The Leonard Cheshire Disability charity conducted a survey amongst 179 wheelchair users and found that most had said they had been either turned away when buses are busy, or had been refused a space on a bus.
It was found that two-thirds of the people surveyed had been denied access due to ramps not working, or were missing. It was also revealed that 61% were often faced with pushchairs occupying the wider spaces made for wheelchairs on a bus.
As well as experiencing accessibility problems, those surveyed also reported that they had suffered from intimidation and and rudeness from a driver, while nearly half had experienced the same from bus passengers. At least one in ten had difficulties every time they attempted to board a bus, while just over 40% said they experienced problems every other time they travelled by bus.
Wheelchair users are particularly prone to difficulties when trying to use bus services, especially as there is no law to say that bus companies must give wheelchair users the wide spaces on buses, or even insist that buggies and prams be moved to accommodate them.
As well as conducting the survey, Leonard Cheshire Disability also looked at the main bus companies in operation across the UK to assess their level of knowledge and provision in regard to disability issues.
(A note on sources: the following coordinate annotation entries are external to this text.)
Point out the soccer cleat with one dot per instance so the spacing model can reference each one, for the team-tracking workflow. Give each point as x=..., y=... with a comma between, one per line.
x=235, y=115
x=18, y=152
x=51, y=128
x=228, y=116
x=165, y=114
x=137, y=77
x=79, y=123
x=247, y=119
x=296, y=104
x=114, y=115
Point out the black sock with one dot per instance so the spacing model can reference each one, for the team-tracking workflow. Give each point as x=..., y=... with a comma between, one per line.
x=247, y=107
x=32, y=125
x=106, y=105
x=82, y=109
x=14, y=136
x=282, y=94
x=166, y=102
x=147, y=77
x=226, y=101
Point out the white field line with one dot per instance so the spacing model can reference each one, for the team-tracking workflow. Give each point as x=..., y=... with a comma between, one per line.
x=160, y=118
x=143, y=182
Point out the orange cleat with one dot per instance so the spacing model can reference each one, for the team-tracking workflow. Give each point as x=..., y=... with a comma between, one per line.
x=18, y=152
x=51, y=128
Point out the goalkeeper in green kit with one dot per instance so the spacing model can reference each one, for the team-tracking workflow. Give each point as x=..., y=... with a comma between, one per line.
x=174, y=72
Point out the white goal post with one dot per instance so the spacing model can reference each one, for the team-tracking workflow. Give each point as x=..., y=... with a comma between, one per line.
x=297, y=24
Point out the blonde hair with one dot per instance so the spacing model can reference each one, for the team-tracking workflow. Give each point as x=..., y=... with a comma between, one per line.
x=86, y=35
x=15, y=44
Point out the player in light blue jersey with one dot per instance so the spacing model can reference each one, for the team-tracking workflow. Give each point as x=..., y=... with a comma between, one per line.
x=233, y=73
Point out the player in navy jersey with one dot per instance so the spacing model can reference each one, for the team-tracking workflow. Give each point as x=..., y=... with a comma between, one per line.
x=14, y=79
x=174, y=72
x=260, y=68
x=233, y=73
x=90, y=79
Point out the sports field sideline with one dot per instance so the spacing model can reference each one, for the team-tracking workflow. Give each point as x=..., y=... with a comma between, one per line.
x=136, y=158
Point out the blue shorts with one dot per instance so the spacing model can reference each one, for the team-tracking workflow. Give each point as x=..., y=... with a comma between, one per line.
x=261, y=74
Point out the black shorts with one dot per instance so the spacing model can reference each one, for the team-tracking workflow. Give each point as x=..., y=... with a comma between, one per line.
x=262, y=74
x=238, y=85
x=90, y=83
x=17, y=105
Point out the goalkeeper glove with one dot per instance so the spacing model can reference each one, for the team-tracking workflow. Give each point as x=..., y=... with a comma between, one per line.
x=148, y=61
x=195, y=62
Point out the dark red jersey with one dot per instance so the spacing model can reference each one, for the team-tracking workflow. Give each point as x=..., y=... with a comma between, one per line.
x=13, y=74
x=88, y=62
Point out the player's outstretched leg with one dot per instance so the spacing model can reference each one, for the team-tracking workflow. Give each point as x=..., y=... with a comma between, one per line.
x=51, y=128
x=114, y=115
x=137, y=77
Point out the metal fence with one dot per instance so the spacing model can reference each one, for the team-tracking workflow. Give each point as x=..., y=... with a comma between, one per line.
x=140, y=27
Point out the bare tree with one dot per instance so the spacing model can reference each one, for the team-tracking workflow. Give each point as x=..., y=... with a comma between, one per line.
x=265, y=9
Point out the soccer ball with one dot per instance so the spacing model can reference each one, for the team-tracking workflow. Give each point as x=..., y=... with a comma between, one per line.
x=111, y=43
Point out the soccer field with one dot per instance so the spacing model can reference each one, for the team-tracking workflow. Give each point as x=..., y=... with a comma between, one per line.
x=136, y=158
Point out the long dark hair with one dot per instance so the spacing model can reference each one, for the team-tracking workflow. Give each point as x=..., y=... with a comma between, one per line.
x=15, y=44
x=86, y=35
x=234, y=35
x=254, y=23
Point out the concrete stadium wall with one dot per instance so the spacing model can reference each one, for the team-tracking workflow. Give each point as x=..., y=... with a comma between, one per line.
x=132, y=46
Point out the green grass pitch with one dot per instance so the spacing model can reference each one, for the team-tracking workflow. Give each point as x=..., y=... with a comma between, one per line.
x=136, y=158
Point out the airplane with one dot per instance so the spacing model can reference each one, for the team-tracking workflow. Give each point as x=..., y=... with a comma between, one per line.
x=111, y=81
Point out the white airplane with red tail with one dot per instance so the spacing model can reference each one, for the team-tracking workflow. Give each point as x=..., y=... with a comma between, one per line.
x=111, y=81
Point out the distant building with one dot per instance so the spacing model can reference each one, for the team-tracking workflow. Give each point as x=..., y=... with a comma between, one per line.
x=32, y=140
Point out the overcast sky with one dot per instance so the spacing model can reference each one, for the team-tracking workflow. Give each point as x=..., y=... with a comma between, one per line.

They looked at areas such as disability awareness training for drivers, the use of low-floor buses, checking conditions of carriage for mention of wheelchair users, and priority of use for wheelchair space.
Out of the bus companies studied, the results showed that Go Ahead and Stagecoach came out on top with each reaching a score of 17 out of a maximum 20 points. Arriva and First Bus came in at 14 points, and National Express scored just 10 out of 20.
In an interview, chief executive of Leonard Cheshire, Clare Pelham commented: “It’s great that we have regulations coming in the next year for single decker buses and 2017 for double decker buses to make them all properly accessible for wheelchair users.”
She also added: “For so many wheelchair users, the bus is their only way to get to work, to get to the doctor or simply get to the shops. It’s time that drivers get the training they need to do the right thing.”
One wheelchair user in London will welcome in the new regulations, as she reported her negative experiences to The Richmond and Twickenham Times in an attempt to highlight the difficulties experienced by disabled bus travellers every day across London.
21-year-old Clare Watson, who has a neurological condition that left her wheelchair-bound four years ago, stated that she felt humiliated on a daily basis by being denied access to buses by drivers who refuse to lower their ramps to allow her on board.
In her interview she commented: “It’s a horrible feeling when that happens – you feel worthless and everybody stares. It’s humiliating.”
Clare also stated that many drivers gave excuses for not letting her on such as buggies taking up the wheelchair space, or the ramps not working properly, despite there being a policy in place to check ramps before the buses leave the depot.
Let’s hope that the new regulations will make bus travel more accessible for wheelchair users, and that the necessary changes are actioned on sooner rather than later.